To overcome the need to change viewing directions during surgery is the use of mixed reality. We additionally implemented spatial mixed reality by projecting the molecular information in real-time during the acquisition onto the tissue, using a small-size laser projector (BML100PI, Bosch, Germany). In order to avoid disturbances of the laser tracking, the intensity of the projected image is reduced by adjusting the transparency.

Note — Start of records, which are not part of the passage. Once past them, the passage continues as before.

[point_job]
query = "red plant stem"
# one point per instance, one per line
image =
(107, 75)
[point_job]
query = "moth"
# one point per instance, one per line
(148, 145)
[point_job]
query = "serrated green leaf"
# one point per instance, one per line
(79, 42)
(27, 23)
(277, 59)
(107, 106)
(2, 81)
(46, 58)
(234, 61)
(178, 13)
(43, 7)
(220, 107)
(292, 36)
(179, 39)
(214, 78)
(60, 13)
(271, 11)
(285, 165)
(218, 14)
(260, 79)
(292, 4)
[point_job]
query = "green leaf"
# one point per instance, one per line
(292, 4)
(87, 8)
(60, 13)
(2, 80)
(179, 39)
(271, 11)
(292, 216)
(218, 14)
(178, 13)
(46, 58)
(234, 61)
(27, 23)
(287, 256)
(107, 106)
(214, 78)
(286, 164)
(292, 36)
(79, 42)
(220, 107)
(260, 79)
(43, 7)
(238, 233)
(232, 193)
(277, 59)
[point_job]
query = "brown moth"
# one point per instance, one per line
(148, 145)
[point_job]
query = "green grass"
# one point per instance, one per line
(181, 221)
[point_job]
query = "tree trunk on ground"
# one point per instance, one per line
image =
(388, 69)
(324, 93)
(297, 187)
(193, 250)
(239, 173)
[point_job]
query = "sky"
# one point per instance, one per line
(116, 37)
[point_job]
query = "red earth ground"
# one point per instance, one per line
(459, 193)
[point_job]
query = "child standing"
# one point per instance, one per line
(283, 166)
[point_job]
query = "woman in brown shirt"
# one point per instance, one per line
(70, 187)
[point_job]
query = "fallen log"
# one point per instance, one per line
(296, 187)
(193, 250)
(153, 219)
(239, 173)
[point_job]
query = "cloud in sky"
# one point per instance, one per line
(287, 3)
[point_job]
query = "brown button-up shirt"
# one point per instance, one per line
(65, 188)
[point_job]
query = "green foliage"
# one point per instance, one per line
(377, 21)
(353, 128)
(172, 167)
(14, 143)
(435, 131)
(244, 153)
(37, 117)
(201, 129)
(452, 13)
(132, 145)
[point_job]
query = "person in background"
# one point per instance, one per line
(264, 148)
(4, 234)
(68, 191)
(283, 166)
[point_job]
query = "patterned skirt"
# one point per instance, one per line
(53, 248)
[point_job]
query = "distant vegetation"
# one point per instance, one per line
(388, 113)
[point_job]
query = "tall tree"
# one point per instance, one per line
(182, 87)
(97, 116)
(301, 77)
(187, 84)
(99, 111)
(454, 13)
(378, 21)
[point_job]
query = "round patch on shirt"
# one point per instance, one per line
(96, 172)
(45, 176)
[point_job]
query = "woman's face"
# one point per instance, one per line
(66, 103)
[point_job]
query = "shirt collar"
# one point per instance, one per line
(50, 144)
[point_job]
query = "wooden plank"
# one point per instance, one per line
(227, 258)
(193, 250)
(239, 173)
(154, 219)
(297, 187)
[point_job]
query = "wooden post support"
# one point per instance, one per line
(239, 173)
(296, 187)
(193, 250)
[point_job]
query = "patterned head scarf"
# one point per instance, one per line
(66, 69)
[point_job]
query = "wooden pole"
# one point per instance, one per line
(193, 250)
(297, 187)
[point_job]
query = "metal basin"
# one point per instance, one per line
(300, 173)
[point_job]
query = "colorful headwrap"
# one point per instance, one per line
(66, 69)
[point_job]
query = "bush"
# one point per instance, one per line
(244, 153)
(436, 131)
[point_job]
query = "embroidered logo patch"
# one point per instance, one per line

Characterizing the instrumentation

3D reconstruction

Because in most relevant clinical applications the sample has a topographic profile, we have added photometric stereo to the implementation. To characterize the combination of the proposed Raman imaging approach with the photometric stereo method, a hemisphere phantom was designed and fabricated by 3D printing of Poly (methyl methacrylate) (PMMA), which has slices of every 20° from the center on the horizontal plane and vertical plane, respectively, Fig. 4a₁. Relevant parameters can be found in the top-view, Fig. 4a₂, and three-quarter view, Fig. 4a₃. The basic implementation of the proposed Raman imaging method only allows the reconstruction of information from 2D surfaces, meaning that the information of the present phantom is a projection of the topography to the camera plane, resulting in a compression of the individual points at lower heights, Fig. 4a₂. The laser power and acquisition time was set to ~100 mW and 0.1 s, respectively. The results for the molecular imaging without the topographic assessment are presented for the brightfield image, Raman image, and augmented Raman image in Fig. 4b_1–3, resulting in deviations for tiles lengths located closer to the equator. To reduce these deviations photometric stereo was implemented on the same system, allowing to determine the topological height information and enabling to establish the molecular and height information and a 3D visualization of the molecular signatures. The 3D-surface model of the hemisphere phantom, Supplemental Fig. S4, shows a root-mean-square error (RMSE) and normalized root mean square error (NRMSE) between reconstructed height map and real height map of ~11.9 pixels for ~2.8 mm, corresponding to 0.24 mm/pixel and 10.6%, respectively. The reconstructed 3D image of the hemisphere phantom is shown in Fig. 4c₁ and Fig. 4c₂ with the untextured height scene and textured scene with the brightfield image. The untextured height scene is formed through a mapping of the height information into a CMY (cyan, magenta, and yellow) color scale, while the textured scene was formed by mapping the brightfield image on the height 3D model according to the corresponding pixel coordinates. Because the brightfield image is correlated with the acquired Raman information it is straightforward to map the molecular information on the 3D-surface, forming AR images, Fig. 4c₃, c₄. A video showing the 3D view representation of these images, Fig. 4c_1–4, is found as Supplementary Video 3.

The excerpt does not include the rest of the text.